Крохами информации делился ротный: этот самострельщик, только что из госпиталя; этот дезертировал, поймали, расстрел сменили на штрафбат: повезло сучонку; этот умный чересчур, выступал перед командиром постоянно, вот и довыступался; этот еще хуже – стрелял в своего взводного, тяжело ранил. Так что будь начеку: если что – вали его первым, без разговоров.
Потом Гусев знакомился с каждым по отдельности. Большинство считали, что они без вины виноватые: начальство отыгралось или масть так легла. Каждый находил сколь угодно оправдывающих причин. И лишь один – тот, что стрелял в командира, дерзко признал свою вину.
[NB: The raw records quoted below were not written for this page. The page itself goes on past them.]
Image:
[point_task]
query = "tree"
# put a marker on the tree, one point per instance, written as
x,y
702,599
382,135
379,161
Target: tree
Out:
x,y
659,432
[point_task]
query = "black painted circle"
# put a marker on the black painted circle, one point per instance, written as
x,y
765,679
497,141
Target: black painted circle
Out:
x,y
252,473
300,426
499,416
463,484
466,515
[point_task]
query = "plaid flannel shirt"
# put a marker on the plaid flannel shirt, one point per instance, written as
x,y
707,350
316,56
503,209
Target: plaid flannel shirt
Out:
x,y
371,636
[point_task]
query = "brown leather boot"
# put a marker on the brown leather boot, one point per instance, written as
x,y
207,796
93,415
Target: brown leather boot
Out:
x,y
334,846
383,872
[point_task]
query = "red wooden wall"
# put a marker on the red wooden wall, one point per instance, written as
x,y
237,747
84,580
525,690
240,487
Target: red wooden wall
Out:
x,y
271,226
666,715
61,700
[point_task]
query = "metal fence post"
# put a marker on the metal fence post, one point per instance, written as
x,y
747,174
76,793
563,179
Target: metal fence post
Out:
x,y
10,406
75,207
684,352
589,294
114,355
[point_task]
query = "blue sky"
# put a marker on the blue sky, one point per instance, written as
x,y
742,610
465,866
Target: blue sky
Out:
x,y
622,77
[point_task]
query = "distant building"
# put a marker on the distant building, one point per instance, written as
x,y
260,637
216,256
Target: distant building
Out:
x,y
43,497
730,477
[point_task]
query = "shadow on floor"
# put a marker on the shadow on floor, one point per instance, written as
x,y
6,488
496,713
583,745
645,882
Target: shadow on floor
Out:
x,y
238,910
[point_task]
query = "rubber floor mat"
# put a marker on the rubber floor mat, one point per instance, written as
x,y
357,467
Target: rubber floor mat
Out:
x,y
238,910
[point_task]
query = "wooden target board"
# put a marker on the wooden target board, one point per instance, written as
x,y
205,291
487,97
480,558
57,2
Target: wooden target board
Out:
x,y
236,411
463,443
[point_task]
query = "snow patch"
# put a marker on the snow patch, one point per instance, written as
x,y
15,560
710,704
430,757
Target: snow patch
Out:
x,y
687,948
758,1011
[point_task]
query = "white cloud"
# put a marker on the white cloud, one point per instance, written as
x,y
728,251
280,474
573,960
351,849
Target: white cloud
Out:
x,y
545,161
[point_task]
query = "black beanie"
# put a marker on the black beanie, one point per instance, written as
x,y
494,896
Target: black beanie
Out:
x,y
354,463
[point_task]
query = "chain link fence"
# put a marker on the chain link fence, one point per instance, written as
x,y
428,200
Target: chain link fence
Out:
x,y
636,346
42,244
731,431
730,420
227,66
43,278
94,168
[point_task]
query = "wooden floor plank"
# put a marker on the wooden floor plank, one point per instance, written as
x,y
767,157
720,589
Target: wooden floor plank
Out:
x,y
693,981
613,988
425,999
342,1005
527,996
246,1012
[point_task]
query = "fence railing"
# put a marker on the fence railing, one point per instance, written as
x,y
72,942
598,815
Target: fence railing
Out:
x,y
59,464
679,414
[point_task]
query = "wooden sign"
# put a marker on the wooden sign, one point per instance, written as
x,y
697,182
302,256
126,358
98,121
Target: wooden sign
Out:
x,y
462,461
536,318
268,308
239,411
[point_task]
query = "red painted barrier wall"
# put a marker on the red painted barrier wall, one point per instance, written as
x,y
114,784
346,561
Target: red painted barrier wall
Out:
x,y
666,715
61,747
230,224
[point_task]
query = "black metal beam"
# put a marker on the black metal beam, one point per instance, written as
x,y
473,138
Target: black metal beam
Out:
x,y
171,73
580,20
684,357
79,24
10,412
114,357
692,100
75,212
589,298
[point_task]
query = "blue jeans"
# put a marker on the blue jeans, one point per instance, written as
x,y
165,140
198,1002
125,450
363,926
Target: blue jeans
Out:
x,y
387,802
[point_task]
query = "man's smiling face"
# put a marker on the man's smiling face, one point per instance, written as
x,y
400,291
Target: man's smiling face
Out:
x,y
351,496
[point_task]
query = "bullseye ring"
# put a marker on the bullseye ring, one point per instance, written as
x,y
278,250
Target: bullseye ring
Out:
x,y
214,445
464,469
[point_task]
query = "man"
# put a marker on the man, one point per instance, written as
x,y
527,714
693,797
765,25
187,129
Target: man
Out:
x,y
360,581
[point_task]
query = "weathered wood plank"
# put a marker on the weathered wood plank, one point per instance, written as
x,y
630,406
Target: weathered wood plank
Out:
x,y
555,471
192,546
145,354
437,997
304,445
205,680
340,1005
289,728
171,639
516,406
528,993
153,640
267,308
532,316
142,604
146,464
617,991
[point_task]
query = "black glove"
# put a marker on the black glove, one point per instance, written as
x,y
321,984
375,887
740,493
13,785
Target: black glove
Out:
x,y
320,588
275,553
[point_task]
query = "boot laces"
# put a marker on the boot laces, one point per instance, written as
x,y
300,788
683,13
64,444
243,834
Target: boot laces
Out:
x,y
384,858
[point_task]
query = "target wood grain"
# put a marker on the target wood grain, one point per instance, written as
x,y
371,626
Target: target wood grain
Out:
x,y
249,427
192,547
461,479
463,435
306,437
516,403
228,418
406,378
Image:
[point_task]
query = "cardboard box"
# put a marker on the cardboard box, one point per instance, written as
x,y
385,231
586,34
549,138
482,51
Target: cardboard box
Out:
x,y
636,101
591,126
Чечелев Алексей Владимирович, молодой парень, бывший студент, учился на юриста, отчислен за неуспеваемость. Местный, родом отсюда. Получается – земляк.
– За что в командира стрелял? – поинтересовался у него Гусев.
Разговор происходил один на один, иначе люди замыкались, не позволяя лезть себе в душу.
– Дурак потому что, – спокойно ответил бывший студент.
– Кто? – в тон ему спросил Павел.
– Ну не я же.
– А ты, значит, умный?
– А че, не похоже? – с вызовом спросил парень.
– Поглядим, – парировал Гусев. – Хотя бы раз выступишь – грохну без разговоров.
– Ты сказал, я услышал, – с подтекстом ответил Чечелев.
Дескать, спасибо, что предупредил, если что – не успеешь, я выстрелю первым.
Гусев понял его отлично и все же сохранял видимое равнодушие.
– Свободен. Позови следующего, – приказал он.
Когда Чечелев вышел, Павел услыхал через неплотно прикрытую дверь:
– Слышь, студент, ты не ерепенься. Взводный наш мужик лютый. Мы видели, что он творил, пока нас не отвели на пополнение, знаем, на что способен. Так и зовем его с тех пор между собой – Лютый.
Гусев мысленно усмехнулся. Да уж, прилепилась к нему эта кличка, пришла вместе с ним из госпиталя. И не то, чтобы она ему не нравилась, но знать, что тебя считают чуть ли не психом… Эх, слышала бы эти слова мама. Как она там сейчас? Что там происходит? Наверняка тоже не сахар, ведь по всей стране полыхнуло.
Разговор за дверями продолжился.
– А че мне ерепениться, – с вызовом отвечал бывший студент. – Я – как все. Мне подчиняться не трудно, главное – чтоб не дурак был ваш Лютый, чтоб не гнал людей под пули без толку.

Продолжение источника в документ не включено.